Daniel Serwer: Credo che tu possa -- avere una popolazione e aziende che avanzano -- può meno ostilità e aprire nuove opportunità. Ma il rifiuto della Serbia di riconoscere il Kosovo rende difficile.

Segnale: Come valuta la situazione di sicurezza nei Balcani occidentali, soprattutto alla luce dei recenti sviluppi?

Daniel Serwer: Si sta agitando, soprattutto a causa degli abusi serbi.

Segnale: Quali sono le principali sfide di sicurezza nella regione, e come possono essere affrontate?

Daniel Serwer: Serbia e Russia sono le principali sfide di sicurezza nella regione.

Segnale: Come vede il ruolo della NATO e di altre organizzazioni internazionali nel garantire sicurezza e stabilità nei Balcani occidentali?

Daniel Serwer: la NATO è garante in Kosovo, Croazia, Montenegro e Macedonia, nonché il garante di riserva per l'UE in Bosnia ed Erzegovina. Questo lo rende molto importante per la regione. L'UE ha un ruolo di primo piano in Bosnia.

Giornale di segnale: Che impatto potrebbe le dispute irrisolte e le tensioni etniche hanno sulla situazione di sicurezza nella regione?

Daniel Serwer: Non mi preoccupo di una grande o lunga guerra, ma l'instabilità locale e la pulizia etnica è una grave minaccia in Kosovo, Bosnia e Montenegro.

Segnale: Come valuta l'efficienza della gestione dei confini e della cooperazione di sicurezza tra i paesi balcanici occidentali?

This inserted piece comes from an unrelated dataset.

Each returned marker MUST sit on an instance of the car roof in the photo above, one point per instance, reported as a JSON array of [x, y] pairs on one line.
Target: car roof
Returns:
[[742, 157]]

Daniel Serwer: Altro sarebbe meglio. I ritardi commerciali sulle frontiere sono molto lunghi, la migrazione e il traffico molto facile, e il confine tra la Serbia e il Kosovo molto maestoso.

Giornale di segnale: Quale ruolo può svolgere l'Unione europea nel promuovere la riforma del settore della sicurezza e l'istituzione nei Balcani occidentali?

Daniel Serwer: Dovrai chiedere all'UE, ma il mio punto è che l'UE fa molto per la gestione dei confini.

Giornale di segnale: Come si vede il potenziale per una maggiore cooperazione tra i paesi dei Balcani occidentali e gli Stati membri dell'UE vicini nel affrontare le sfide della sicurezza comune?

Daniel Serwer: Vorrei vedere di più, soprattutto tra Croazia e Bosnia, così come Bulgaria e Macedonia, ma le questioni politiche rendono questo sempre difficile.

Segnale: Quali sono le vostre raccomandazioni per i politici e i gruppi di interesse per promuovere la pace, la stabilità e la riconciliazione nei Balcani occidentali, soprattutto tra il Kosovo e la Serbia?

Daniel Serwer: il Kosovo deve fornire il conforto e la lealtà della sua popolazione serba, la Serbia deve fornire il conforto e la lealtà della sua popolazione albanese, e i due paesi devono rispettare la sovranità e l'integrità territoriale. Quando fanno queste cose, la pace, la stabilità e la riconciliazione saranno molto più facili di oggi.